The Desert Bloodwood Tree
- Desert Bloodwood Trees have rough bark and thick blood red sap. They have tough leathery leaves and store water in their roots.
- The Desert Bloodwood Tree produces yellow and white flowers in the cooler months (April - October). The drops of nectar in each flower provide a high energy drink for many desert animals including honeyeaters, insects and possums.
- Pollen from the flower sticks to those who drink the nectar and transfer it to another flower. Seeds then develop. A hard fruit called a gumnut forms. They hang in clusters all over the tree. The gumnuts dry out and open up and the seeds fall to the ground.
- The Desert Bloodwood tree is host to a female insect called a coccid. She has no legs, wings or antennae and never leaves her gall. Hidden away, she spends her life sucking sap out of the trees veins.
- The Desert Bloodwood is slow growing and long-lived. Large specimens can reach 50 feet in height but are more commonly 26 – 33 feet.

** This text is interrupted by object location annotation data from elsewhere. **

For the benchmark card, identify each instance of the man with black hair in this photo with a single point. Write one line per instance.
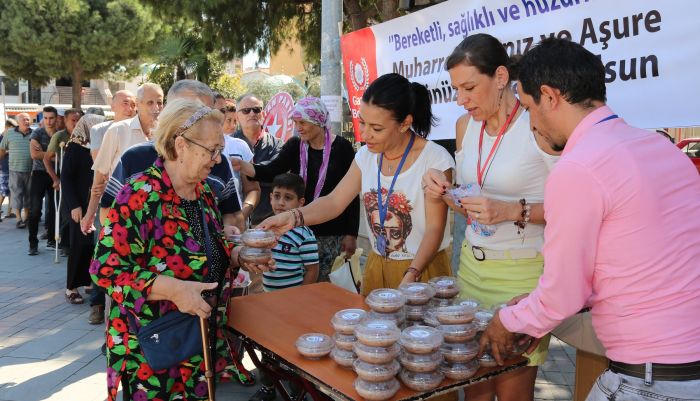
(622, 207)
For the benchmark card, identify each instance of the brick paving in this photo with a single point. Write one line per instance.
(48, 351)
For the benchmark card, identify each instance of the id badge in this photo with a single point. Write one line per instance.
(381, 245)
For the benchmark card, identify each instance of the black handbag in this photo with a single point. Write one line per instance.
(175, 336)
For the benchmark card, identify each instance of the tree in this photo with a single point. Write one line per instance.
(83, 39)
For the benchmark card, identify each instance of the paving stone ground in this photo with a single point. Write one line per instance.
(48, 351)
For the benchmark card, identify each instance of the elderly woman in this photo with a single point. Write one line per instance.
(321, 159)
(152, 257)
(76, 178)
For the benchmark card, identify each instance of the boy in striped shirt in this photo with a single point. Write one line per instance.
(296, 252)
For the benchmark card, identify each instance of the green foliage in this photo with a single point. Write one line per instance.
(230, 86)
(45, 39)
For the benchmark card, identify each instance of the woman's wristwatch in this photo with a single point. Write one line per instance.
(416, 273)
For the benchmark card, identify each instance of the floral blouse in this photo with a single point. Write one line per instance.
(146, 235)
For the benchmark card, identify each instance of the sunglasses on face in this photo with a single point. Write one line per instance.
(247, 110)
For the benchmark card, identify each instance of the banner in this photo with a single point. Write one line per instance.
(647, 48)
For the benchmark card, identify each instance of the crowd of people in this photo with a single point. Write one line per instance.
(575, 209)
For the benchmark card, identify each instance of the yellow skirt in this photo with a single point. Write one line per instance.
(387, 273)
(494, 282)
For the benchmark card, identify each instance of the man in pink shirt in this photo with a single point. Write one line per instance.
(622, 207)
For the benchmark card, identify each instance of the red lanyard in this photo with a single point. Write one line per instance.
(479, 169)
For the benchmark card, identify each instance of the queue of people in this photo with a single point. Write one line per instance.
(567, 215)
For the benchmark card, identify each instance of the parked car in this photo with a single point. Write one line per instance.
(691, 147)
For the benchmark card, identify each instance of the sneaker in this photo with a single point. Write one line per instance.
(97, 314)
(264, 394)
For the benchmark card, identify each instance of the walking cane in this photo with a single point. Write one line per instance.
(57, 204)
(209, 374)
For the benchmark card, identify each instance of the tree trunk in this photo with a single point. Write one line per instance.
(357, 16)
(77, 77)
(389, 9)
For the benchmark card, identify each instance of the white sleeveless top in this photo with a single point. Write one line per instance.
(518, 169)
(405, 223)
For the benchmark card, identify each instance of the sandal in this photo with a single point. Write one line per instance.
(74, 298)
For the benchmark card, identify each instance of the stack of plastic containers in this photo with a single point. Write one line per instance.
(421, 358)
(459, 349)
(376, 365)
(418, 296)
(344, 323)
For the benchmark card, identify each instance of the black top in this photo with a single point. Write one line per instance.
(76, 177)
(342, 155)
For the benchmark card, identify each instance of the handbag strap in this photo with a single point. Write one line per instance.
(352, 276)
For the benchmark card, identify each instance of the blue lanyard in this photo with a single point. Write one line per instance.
(384, 208)
(610, 117)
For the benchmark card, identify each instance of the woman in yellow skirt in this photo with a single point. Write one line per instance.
(502, 166)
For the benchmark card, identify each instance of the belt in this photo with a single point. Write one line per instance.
(482, 254)
(658, 371)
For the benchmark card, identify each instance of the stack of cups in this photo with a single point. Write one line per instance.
(258, 246)
(418, 296)
(376, 365)
(420, 357)
(344, 323)
(460, 349)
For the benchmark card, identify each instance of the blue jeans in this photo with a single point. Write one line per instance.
(612, 386)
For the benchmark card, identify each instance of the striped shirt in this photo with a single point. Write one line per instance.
(296, 249)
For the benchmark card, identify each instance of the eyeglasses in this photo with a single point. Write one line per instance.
(247, 110)
(214, 153)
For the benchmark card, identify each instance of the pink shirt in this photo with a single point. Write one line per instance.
(623, 236)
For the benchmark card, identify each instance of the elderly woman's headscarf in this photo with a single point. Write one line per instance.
(81, 132)
(312, 110)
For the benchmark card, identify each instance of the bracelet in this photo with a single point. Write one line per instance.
(524, 216)
(416, 273)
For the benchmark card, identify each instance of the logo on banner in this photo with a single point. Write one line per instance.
(360, 63)
(360, 75)
(278, 114)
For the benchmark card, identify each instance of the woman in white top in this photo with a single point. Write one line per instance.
(499, 156)
(395, 119)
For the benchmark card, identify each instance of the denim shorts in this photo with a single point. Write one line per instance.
(618, 387)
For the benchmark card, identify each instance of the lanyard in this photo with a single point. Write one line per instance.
(384, 208)
(304, 162)
(608, 118)
(480, 170)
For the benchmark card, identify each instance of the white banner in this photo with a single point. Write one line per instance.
(647, 47)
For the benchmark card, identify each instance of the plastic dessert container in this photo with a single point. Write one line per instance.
(455, 314)
(257, 238)
(420, 362)
(459, 371)
(344, 341)
(376, 391)
(343, 358)
(258, 256)
(376, 355)
(421, 339)
(344, 321)
(385, 300)
(414, 313)
(377, 333)
(460, 352)
(455, 333)
(372, 372)
(421, 381)
(417, 293)
(445, 286)
(314, 345)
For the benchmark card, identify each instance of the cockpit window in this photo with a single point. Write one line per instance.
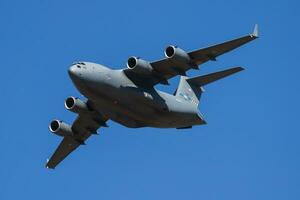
(78, 63)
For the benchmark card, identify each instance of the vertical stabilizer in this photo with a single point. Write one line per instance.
(188, 92)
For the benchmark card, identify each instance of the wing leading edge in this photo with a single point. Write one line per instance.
(167, 68)
(83, 127)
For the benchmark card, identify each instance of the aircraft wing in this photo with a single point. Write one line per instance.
(167, 68)
(83, 127)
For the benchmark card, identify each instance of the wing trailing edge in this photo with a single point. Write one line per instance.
(200, 81)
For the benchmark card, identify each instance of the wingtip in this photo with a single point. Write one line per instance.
(255, 31)
(241, 68)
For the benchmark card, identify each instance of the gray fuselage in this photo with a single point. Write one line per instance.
(117, 98)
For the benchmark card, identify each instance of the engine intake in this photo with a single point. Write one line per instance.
(60, 128)
(177, 54)
(76, 105)
(139, 66)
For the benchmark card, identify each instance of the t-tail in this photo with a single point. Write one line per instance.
(190, 89)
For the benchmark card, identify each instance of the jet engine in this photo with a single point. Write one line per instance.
(60, 128)
(76, 105)
(139, 66)
(173, 52)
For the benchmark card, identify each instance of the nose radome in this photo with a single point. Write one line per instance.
(73, 71)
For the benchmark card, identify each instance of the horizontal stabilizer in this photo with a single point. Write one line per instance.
(209, 78)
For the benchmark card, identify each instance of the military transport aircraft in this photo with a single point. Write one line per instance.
(128, 96)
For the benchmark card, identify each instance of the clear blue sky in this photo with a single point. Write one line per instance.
(248, 150)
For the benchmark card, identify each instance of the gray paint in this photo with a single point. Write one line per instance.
(128, 96)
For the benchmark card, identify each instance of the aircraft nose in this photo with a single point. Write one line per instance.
(73, 71)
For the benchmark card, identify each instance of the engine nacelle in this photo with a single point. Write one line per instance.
(173, 52)
(76, 105)
(139, 66)
(60, 128)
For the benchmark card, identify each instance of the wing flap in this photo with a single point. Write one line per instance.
(167, 68)
(209, 78)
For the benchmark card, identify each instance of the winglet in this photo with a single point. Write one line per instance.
(255, 31)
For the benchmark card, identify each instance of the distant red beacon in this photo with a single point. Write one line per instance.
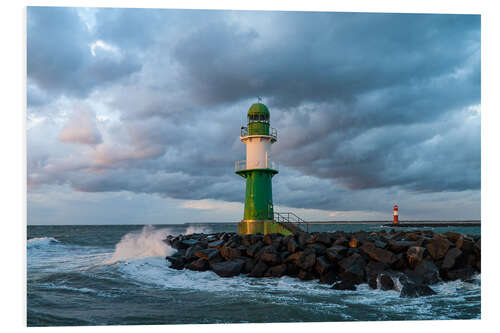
(396, 216)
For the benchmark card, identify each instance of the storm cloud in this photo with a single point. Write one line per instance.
(370, 108)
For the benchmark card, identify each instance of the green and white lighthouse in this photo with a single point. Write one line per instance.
(258, 170)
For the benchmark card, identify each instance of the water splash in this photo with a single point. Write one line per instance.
(41, 242)
(146, 243)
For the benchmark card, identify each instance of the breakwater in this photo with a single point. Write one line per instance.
(407, 261)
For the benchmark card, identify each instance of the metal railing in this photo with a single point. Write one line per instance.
(267, 164)
(272, 132)
(289, 217)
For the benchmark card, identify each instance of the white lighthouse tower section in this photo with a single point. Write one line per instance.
(258, 151)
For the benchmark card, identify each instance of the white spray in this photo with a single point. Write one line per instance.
(147, 243)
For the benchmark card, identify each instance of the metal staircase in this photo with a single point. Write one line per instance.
(291, 222)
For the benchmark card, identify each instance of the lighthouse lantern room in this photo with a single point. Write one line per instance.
(258, 170)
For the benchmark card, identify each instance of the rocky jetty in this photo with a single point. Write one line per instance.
(407, 261)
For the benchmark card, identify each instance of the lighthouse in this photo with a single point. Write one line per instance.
(396, 215)
(258, 170)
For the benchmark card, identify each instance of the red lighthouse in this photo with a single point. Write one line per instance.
(396, 216)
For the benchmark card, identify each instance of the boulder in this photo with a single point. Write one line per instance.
(204, 253)
(258, 270)
(424, 273)
(229, 253)
(318, 248)
(386, 281)
(200, 265)
(276, 271)
(411, 290)
(374, 268)
(271, 258)
(451, 258)
(306, 260)
(336, 253)
(415, 255)
(437, 248)
(227, 268)
(452, 236)
(344, 285)
(292, 245)
(460, 273)
(465, 244)
(353, 242)
(400, 246)
(305, 275)
(216, 244)
(328, 277)
(353, 268)
(252, 250)
(378, 254)
(321, 265)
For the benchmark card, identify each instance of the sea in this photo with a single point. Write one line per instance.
(117, 275)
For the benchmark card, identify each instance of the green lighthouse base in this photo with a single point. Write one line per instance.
(247, 227)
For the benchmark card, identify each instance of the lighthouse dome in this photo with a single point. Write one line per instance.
(258, 111)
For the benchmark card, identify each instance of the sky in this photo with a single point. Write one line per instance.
(134, 115)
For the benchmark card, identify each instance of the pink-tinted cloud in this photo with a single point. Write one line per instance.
(81, 128)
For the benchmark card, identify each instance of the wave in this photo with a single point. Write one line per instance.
(41, 242)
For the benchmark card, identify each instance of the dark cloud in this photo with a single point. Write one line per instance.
(366, 105)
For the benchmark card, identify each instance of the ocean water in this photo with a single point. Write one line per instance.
(118, 275)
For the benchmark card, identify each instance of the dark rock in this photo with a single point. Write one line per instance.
(302, 238)
(276, 271)
(411, 290)
(465, 244)
(229, 253)
(451, 258)
(328, 277)
(216, 244)
(424, 273)
(321, 265)
(200, 265)
(318, 248)
(258, 270)
(305, 275)
(336, 253)
(341, 242)
(437, 248)
(415, 255)
(249, 265)
(292, 245)
(400, 262)
(400, 246)
(386, 282)
(176, 262)
(344, 285)
(271, 257)
(204, 253)
(186, 243)
(324, 238)
(255, 248)
(452, 236)
(353, 242)
(460, 273)
(353, 268)
(228, 268)
(378, 254)
(374, 268)
(306, 260)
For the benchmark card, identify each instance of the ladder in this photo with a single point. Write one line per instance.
(291, 222)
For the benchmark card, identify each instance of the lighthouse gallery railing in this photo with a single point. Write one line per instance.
(272, 132)
(268, 163)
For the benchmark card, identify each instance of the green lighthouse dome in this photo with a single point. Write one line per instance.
(258, 119)
(258, 111)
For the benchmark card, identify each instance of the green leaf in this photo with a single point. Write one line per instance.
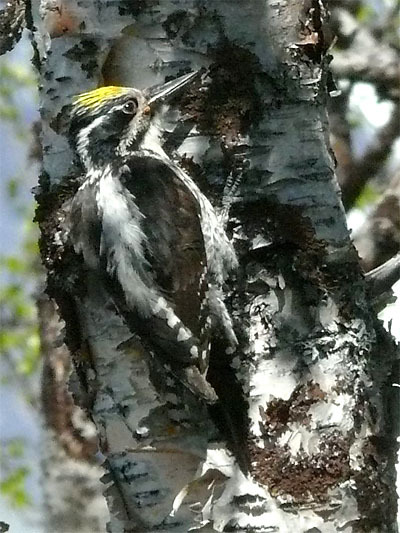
(14, 487)
(368, 196)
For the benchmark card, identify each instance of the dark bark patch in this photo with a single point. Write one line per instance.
(280, 412)
(375, 498)
(308, 478)
(174, 22)
(85, 53)
(127, 8)
(64, 268)
(315, 37)
(230, 104)
(12, 19)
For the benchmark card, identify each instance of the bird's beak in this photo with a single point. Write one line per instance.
(161, 93)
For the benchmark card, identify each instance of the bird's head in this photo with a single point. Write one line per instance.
(110, 122)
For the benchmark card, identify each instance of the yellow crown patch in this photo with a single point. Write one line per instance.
(95, 98)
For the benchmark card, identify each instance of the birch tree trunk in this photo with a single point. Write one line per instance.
(305, 402)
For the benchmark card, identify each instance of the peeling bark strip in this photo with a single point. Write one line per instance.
(303, 401)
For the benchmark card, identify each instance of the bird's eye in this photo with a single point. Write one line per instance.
(130, 107)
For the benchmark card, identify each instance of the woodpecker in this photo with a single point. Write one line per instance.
(144, 227)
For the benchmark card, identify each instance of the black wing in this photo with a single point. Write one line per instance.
(175, 249)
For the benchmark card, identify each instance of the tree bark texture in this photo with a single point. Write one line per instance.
(305, 400)
(73, 494)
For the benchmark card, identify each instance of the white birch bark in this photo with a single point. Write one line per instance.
(313, 360)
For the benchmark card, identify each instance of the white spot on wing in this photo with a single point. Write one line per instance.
(194, 351)
(183, 335)
(172, 319)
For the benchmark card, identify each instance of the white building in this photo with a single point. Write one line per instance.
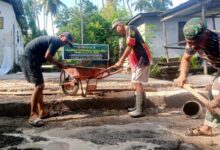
(174, 21)
(11, 42)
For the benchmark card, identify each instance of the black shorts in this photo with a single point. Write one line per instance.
(31, 68)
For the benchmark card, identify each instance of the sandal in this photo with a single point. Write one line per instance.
(196, 132)
(48, 114)
(36, 122)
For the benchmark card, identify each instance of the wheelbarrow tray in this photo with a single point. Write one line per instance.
(83, 73)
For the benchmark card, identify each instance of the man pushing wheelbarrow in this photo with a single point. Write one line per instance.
(140, 59)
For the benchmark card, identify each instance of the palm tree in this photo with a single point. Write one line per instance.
(152, 5)
(129, 7)
(52, 7)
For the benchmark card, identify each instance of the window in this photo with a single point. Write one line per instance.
(180, 33)
(1, 22)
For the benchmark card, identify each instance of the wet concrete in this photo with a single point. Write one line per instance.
(100, 130)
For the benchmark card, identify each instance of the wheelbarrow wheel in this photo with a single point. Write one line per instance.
(70, 85)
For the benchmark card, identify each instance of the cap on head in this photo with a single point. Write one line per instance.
(194, 28)
(116, 22)
(69, 38)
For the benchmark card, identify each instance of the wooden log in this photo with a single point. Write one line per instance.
(201, 98)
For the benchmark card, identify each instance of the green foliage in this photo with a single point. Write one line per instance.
(96, 25)
(152, 5)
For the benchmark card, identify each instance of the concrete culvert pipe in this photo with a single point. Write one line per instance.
(192, 109)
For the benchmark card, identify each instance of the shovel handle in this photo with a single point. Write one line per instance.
(201, 98)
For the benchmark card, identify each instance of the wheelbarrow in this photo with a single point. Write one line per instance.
(71, 78)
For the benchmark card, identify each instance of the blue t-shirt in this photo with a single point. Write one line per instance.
(39, 46)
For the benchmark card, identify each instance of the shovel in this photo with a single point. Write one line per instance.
(201, 98)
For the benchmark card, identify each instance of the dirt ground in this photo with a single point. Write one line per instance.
(162, 128)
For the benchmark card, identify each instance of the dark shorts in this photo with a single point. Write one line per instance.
(31, 68)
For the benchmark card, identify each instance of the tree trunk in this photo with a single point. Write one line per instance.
(129, 7)
(103, 4)
(52, 23)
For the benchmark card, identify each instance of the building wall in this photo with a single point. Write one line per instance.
(10, 35)
(172, 25)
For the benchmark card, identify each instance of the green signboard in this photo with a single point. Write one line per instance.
(86, 52)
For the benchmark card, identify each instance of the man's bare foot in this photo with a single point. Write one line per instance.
(35, 121)
(199, 131)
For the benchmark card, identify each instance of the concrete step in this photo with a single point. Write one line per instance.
(115, 100)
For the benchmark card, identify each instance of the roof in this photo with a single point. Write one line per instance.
(193, 8)
(19, 12)
(139, 17)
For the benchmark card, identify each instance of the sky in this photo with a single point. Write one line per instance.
(70, 3)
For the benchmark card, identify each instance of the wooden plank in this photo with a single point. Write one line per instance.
(20, 93)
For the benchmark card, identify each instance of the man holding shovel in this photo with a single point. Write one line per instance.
(37, 52)
(206, 43)
(139, 57)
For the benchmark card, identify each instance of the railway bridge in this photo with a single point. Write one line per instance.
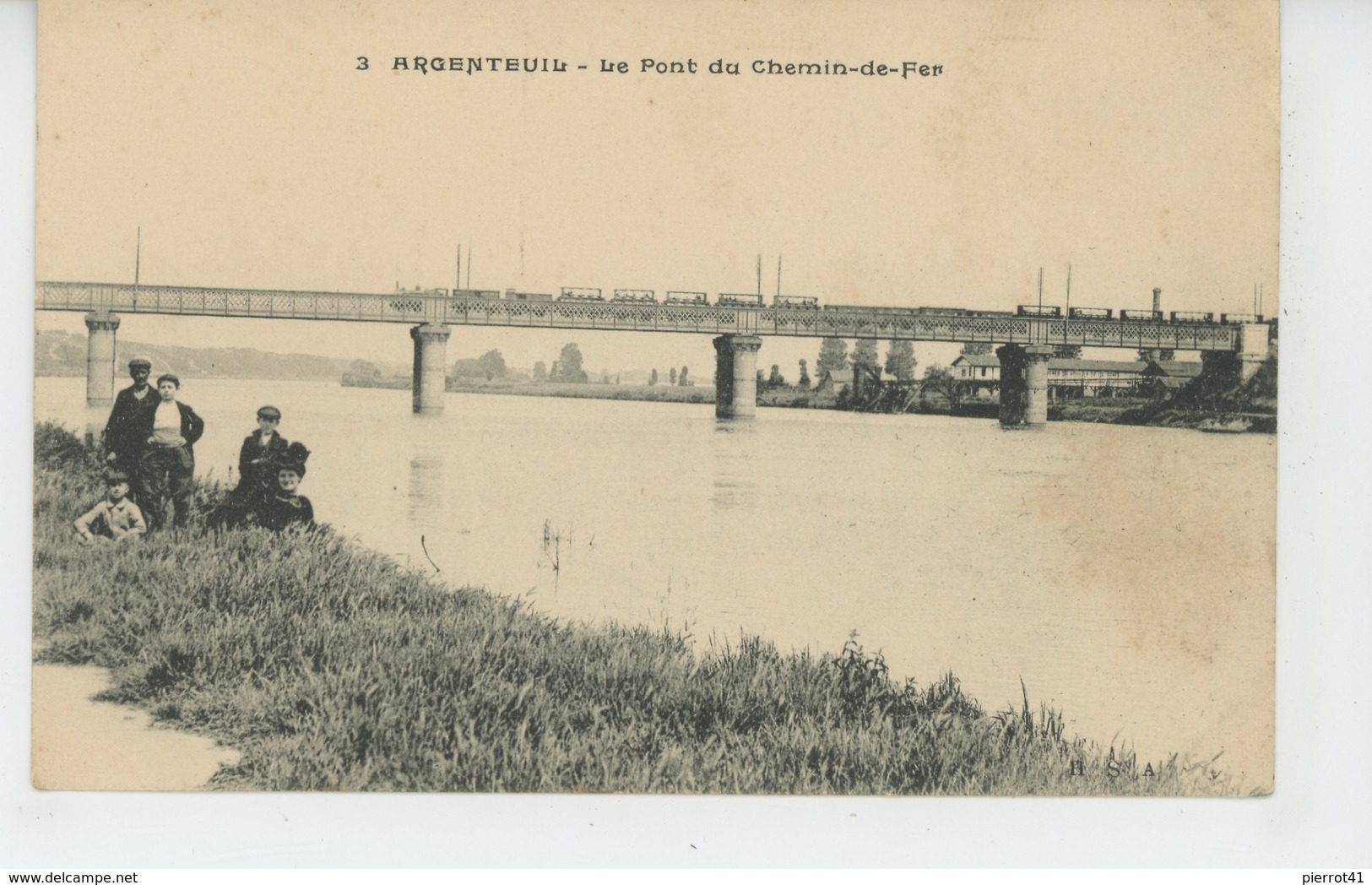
(1025, 342)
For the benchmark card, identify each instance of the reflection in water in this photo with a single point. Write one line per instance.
(735, 482)
(426, 500)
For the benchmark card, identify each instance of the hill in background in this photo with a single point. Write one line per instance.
(63, 355)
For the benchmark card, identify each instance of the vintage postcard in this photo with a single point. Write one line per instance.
(731, 397)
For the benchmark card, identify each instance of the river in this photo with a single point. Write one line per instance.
(1124, 573)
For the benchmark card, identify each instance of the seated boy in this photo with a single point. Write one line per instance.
(116, 518)
(285, 507)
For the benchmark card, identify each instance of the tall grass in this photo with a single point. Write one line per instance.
(335, 669)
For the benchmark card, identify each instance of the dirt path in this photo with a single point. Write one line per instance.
(80, 744)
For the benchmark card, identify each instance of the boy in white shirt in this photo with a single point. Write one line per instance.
(116, 518)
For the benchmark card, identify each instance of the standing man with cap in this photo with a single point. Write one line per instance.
(125, 449)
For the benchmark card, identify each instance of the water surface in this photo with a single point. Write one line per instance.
(1124, 573)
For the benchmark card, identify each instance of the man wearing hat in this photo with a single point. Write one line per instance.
(125, 448)
(257, 470)
(169, 432)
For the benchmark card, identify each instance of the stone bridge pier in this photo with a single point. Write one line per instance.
(430, 379)
(735, 377)
(1024, 384)
(100, 358)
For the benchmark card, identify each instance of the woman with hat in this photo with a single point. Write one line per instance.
(285, 507)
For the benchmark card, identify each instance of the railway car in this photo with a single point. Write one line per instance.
(572, 292)
(944, 312)
(636, 296)
(513, 296)
(735, 300)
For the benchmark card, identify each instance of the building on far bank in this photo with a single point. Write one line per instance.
(979, 377)
(1163, 377)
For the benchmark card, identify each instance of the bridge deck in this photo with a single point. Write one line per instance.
(713, 320)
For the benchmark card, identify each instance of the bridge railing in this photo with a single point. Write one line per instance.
(647, 318)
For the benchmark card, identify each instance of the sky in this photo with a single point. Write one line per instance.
(1135, 142)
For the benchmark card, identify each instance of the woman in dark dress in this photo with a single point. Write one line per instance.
(287, 507)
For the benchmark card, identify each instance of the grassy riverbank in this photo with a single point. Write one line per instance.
(333, 667)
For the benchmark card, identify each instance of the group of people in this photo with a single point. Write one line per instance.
(149, 441)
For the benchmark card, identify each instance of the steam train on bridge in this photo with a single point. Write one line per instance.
(807, 303)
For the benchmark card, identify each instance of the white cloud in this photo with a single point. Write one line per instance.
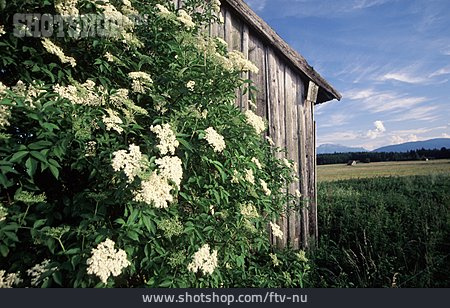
(397, 139)
(403, 77)
(257, 5)
(383, 101)
(440, 72)
(378, 131)
(422, 113)
(336, 119)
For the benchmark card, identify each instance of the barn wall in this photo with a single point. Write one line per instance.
(286, 99)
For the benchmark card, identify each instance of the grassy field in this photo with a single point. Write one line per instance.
(384, 232)
(326, 173)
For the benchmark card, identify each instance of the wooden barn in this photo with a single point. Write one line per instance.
(288, 90)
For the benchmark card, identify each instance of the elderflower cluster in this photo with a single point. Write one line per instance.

- This tree has been a supermarket, pharmacy and hardware store for desert aboriginal people. You can eat the plump, green grubs from the gall (bush coconut) and grubs that live under the bark; collect honey from the hives of stingless native bees; make a sweet drink from the nectar, make carrying bowls from the bumps (boules) on the bark, obtain medicine from the red sap and collect drinking water from hollows and the roots. The red sap was also used to tan kangaroo-skin waterbags; the dead wood is one of the most favoured firewoods, regarded as burning with a steady, hot flame; fruit capsules are used in necklaces and as toys.